Energy Security: Growing Threats & Emerging Solutions
Instructor: Scott Montgomery
JSIS 578 D
5 credits
Mondays & Wednesdays 10:30a-12:20p
Synchronous Online

Few resources are more essential to modern society than energy. Water and food, economic activity, healthcare, communications, and transportation all depend directly on sources of energy. Supply of these sources therefore counts as a key factor in the very stability and functioning of the nation-state itself. Simply put, energy security is national security.
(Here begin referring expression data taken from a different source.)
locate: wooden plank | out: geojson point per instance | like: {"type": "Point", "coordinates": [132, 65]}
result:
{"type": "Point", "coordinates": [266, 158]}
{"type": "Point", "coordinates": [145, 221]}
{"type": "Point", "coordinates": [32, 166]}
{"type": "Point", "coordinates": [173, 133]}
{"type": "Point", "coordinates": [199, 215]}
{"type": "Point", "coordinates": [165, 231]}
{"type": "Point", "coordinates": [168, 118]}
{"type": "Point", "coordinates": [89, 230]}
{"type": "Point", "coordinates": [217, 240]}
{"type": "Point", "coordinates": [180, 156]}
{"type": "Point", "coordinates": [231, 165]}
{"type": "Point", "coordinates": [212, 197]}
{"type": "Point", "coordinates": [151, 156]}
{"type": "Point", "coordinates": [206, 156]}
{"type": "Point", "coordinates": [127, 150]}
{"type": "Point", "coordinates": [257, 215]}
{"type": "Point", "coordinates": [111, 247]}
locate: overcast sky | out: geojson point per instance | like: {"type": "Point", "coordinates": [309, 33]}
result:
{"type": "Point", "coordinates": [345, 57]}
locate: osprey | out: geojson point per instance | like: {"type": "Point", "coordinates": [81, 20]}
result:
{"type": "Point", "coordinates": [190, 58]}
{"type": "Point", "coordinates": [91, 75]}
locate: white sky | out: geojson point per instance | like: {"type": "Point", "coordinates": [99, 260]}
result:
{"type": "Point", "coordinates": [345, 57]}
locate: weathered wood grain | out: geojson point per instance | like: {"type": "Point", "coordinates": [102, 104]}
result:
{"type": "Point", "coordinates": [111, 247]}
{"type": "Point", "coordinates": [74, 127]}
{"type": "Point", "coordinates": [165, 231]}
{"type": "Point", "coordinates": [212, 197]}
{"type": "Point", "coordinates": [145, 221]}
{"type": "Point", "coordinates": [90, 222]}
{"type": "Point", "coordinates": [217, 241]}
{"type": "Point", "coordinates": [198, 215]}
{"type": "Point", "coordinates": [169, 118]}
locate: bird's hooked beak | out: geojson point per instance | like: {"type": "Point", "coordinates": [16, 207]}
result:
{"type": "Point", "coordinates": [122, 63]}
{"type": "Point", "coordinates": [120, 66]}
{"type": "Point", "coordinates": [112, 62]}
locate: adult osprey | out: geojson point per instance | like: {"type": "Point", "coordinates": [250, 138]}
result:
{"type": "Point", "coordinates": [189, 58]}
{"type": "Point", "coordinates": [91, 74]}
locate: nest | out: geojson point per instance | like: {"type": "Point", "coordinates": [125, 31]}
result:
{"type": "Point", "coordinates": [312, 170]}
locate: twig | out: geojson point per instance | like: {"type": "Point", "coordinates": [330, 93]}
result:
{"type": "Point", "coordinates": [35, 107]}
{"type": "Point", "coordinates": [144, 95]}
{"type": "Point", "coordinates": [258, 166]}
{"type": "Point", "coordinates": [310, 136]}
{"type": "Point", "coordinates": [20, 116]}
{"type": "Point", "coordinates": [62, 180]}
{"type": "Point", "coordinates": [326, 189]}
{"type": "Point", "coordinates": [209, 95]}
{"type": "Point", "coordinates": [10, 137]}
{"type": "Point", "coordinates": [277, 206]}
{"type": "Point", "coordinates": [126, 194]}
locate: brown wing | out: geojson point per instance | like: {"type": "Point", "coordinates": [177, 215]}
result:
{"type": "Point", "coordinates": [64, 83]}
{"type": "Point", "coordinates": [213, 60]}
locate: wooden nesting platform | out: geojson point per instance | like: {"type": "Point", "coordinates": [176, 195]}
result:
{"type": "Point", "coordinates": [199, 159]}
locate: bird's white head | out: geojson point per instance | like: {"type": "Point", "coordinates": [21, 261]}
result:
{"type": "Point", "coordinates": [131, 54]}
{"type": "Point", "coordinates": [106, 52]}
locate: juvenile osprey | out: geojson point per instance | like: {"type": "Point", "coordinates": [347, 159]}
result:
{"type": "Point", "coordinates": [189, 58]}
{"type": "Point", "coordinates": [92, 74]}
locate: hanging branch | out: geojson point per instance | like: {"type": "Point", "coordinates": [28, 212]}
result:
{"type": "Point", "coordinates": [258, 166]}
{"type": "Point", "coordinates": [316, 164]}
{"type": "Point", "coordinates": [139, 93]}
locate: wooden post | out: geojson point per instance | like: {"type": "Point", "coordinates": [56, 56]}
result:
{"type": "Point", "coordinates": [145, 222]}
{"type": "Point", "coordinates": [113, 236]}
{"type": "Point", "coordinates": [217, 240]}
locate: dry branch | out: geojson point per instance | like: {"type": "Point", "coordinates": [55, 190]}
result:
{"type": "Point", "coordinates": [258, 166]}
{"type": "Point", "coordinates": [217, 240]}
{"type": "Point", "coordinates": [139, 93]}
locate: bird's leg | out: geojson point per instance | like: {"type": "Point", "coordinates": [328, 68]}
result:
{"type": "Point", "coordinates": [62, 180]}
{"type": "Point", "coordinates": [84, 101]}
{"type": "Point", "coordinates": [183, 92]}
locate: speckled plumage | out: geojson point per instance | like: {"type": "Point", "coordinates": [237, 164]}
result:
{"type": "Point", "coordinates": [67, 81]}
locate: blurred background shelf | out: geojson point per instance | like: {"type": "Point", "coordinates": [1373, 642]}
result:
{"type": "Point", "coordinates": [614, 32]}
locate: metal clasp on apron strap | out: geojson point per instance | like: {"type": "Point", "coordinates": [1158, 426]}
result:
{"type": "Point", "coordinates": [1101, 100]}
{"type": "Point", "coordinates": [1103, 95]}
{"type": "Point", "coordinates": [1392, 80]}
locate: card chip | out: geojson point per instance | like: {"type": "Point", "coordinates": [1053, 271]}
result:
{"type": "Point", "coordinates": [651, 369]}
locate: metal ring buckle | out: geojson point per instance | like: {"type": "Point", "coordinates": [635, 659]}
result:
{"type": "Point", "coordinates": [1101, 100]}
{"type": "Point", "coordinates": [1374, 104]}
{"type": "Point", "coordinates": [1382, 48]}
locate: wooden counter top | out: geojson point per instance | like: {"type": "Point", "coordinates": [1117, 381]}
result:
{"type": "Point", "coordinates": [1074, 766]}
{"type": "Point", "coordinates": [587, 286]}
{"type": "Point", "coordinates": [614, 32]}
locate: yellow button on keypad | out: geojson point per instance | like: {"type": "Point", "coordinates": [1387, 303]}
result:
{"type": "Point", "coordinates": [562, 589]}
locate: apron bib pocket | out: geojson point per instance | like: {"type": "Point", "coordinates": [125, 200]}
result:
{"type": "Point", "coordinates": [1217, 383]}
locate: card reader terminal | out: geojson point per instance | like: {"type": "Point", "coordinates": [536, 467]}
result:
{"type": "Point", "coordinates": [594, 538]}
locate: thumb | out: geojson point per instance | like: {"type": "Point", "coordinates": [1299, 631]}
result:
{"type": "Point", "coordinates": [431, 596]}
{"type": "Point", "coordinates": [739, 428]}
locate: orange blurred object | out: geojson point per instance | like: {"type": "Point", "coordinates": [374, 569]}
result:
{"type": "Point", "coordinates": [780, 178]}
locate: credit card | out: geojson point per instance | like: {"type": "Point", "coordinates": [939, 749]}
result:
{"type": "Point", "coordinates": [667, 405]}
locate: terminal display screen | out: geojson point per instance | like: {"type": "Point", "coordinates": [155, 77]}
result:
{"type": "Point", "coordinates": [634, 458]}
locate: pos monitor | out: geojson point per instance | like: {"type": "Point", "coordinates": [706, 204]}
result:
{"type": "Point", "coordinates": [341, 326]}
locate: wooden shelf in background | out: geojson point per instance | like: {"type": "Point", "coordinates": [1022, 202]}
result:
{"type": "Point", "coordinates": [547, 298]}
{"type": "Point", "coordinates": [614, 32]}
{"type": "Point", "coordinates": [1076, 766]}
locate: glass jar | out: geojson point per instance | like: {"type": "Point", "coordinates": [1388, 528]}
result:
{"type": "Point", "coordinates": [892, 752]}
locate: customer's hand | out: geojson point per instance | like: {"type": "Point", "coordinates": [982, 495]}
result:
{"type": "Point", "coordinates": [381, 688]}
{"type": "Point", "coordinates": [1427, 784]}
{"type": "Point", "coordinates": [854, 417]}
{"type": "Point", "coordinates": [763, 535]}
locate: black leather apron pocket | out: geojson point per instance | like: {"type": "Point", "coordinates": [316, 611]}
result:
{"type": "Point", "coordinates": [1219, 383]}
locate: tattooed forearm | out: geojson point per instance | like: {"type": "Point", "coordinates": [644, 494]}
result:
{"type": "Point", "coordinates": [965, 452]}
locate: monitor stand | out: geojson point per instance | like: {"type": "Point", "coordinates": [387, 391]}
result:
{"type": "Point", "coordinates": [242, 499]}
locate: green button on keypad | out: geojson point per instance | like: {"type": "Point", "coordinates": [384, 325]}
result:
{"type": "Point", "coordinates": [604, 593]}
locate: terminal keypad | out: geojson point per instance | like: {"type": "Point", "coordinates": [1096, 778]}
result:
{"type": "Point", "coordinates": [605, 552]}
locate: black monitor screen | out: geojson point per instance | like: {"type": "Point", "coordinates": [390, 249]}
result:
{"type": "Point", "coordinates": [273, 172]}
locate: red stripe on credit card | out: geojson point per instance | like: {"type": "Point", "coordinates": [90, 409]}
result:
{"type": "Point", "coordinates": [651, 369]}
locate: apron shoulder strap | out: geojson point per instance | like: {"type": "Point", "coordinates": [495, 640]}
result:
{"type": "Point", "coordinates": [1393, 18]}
Energy security involves a range of issues. On a domestic level, these include such concerns as a nation’s natural resource endowment, the state of its grid system, and injustices of inequitable energy supply to minorities and the poor. At the same time, there is a global dimension involved, as resources such as oil are globally traded and have a direct role in every nation’s military. Energy security considerations today are heightened by new concerns, since cyberattacks on electricity and other infrastructure have become commonplace. To these concerns must also be added the growing impacts of climate change, including extreme weather, rising seas, drought, and wildfires.

This course will provide a practical introduction to these and other issues that relate to the changing landscape energy security. Students will learn about the major sources of energy that nations currently rely upon, how these sources are undergoing transition, and the specific types of security concerns that individuals, cities, companies, and governments must prepare for as the new century evolves.